Avec les premiers jours de thermidor, l’espérance qui, chez Roucher et Chénier, disparaissait vaincue par la cruelle réalité, l’espérance renaissait dans le cœur de Ginguené. Il connaissait, certainement, tandis que d’autres l’ignoraient, le complot libérateur, pressenti et attendu pour le 9 thermidor. C’est ainsi qu’il écrivait, le 3:
«Adieu, tendre et chère amie, conserve, comme moi, beaucoup d’espérance. Ne fais plus rien dire à personne puisque tous sont avertis et aux aguets... _Je fais des vœux pour que cette décade finisse, et surtout pour qu’elle finisse heureusement pour nous._ Mais nos vœux ne font rien sur la lenteur, ni la rapidité du temps, ni sur les événements qu’il amène. Chère et unique amie, adieu!»
Et le lendemain: «Que tous nos amis veillent et surtout auprès du comité de sûreté générale, mais sans rien demander, même sans rien dire. Être tout à fait oublié, ce sera tout gagner. Si je ne l’étais pas, il faut tâcher de le savoir et d’y porter vite remède. Il s’agit désormais de peu de jours; ainsi, que tous les bons anges soient, nuit et jour, sous les armes... Inaction surveillante, voilà le mot.»
A Auteuil même, la tyrannie se faisait sentir.
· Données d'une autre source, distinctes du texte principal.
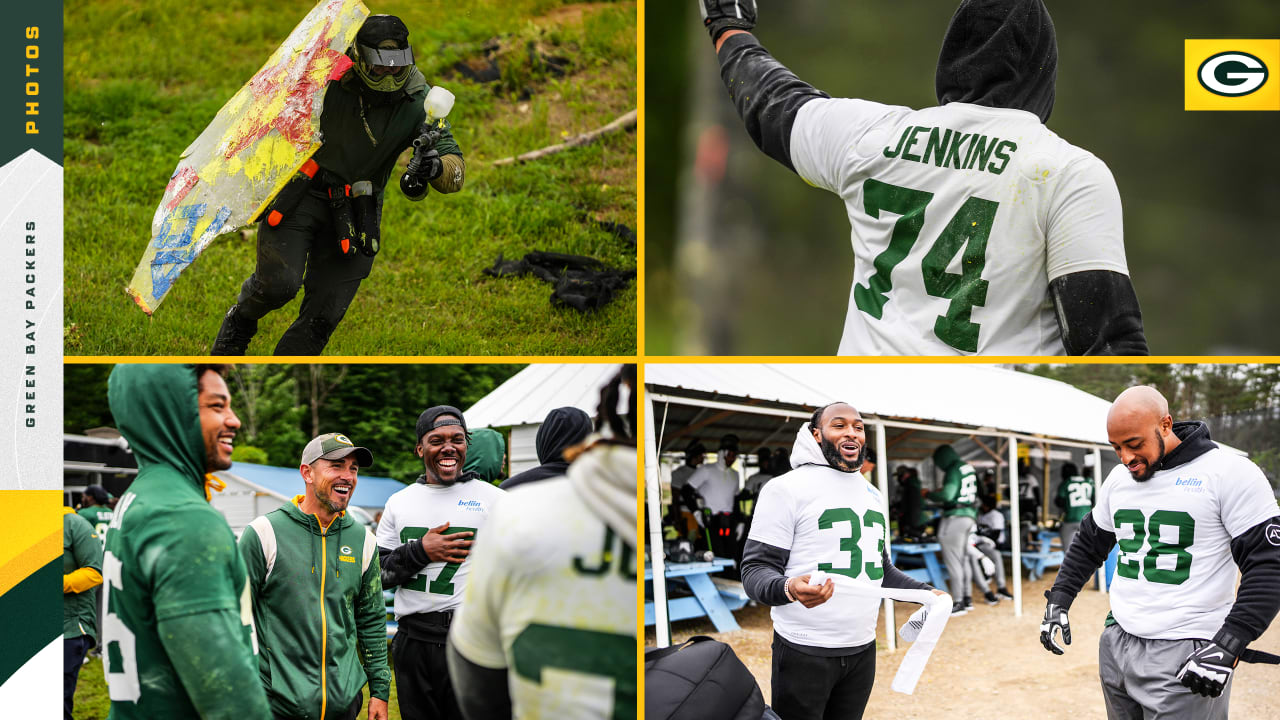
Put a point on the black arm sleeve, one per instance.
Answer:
(895, 578)
(766, 94)
(481, 692)
(1098, 314)
(1258, 596)
(1087, 554)
(763, 575)
(402, 564)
Deux amis intimes de Cabanis, l’excellent La Roche et Destutt de Tracy étaient arrêtés et menacés, eux aussi, de l’échafaud.
Parmi les accusations portées contre le maire d’Auteuil figurait, en bonne place, celle d’avoir favorisé l’évasion de Condorcet.
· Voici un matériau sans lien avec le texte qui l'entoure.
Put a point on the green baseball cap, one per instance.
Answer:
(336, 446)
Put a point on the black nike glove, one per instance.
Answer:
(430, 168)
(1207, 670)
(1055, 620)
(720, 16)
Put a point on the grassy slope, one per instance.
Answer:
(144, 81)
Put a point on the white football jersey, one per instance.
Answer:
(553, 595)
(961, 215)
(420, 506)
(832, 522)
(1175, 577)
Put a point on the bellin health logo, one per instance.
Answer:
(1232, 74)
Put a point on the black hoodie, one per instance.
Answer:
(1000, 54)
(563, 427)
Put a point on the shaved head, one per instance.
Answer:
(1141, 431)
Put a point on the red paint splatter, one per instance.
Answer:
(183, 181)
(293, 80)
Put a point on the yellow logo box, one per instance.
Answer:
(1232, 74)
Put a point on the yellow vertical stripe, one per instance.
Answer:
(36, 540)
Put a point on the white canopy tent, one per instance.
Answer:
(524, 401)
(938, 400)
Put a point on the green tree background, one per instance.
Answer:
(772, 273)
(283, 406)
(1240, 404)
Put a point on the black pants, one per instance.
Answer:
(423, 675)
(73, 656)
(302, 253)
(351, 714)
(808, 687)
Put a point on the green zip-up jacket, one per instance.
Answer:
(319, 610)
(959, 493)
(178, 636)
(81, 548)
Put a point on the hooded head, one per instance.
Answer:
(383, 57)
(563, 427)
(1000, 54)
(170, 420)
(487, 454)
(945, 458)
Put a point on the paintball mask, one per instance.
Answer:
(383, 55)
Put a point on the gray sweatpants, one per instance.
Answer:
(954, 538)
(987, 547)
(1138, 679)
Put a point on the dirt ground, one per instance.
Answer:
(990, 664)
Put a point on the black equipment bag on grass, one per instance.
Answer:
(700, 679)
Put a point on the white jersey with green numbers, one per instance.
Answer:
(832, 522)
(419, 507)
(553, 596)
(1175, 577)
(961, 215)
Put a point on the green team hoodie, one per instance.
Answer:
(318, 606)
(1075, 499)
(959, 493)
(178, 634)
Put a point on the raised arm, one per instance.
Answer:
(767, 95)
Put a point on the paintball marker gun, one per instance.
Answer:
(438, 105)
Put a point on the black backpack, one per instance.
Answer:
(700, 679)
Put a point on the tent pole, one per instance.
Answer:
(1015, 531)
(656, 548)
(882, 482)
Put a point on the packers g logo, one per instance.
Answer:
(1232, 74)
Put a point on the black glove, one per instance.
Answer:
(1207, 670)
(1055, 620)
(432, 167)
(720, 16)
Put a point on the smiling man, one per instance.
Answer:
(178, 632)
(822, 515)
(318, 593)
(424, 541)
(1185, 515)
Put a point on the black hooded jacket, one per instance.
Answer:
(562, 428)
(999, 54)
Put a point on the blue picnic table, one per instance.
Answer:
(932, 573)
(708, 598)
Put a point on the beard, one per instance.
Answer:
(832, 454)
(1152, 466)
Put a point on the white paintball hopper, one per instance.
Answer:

Des Girondins qui se rencontraient autrefois chez Julie Talma, quelques-uns à peine survivaient et ils étaient traqués comme des bêtes fauves! On ignorait leur sort. C’est ainsi que Mme de Condorcet avait pu rester aussi longtemps dans l’ignorance de celui de son mari.
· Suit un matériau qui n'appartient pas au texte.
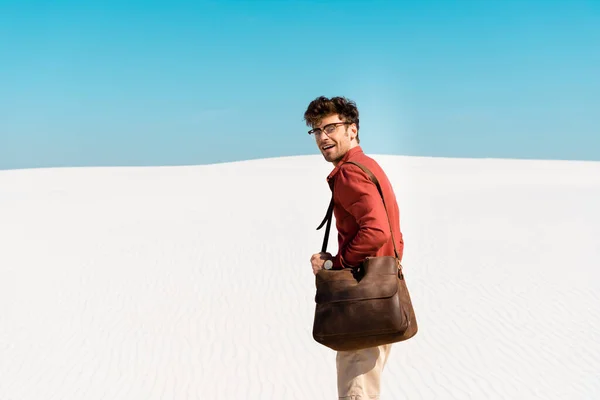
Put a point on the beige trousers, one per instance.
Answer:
(359, 372)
Quand elle n’eut plus aucun doute, quand, des indices rapprochés, elle tira la preuve du décès du philosophe, sa douleur fut horrible.
Cabanis fit des prodiges et la sauva; mais elle était frappée pour la vie, et ni le travail, ni la misère, ni l’éducation de sa fille ne purent la distraire de son malheur.
«Ce qu’elle avait souffert en 1793 et 1794, dit Mme O’Connor[155], avait profondément altéré sa santé. Elle n’en pouvait parler sans une émotion extrême qui la rendait toujours malade.»
[155] Dans la notice manuscrite déjà citée qui se trouve à la bibliothèque de l’Institut.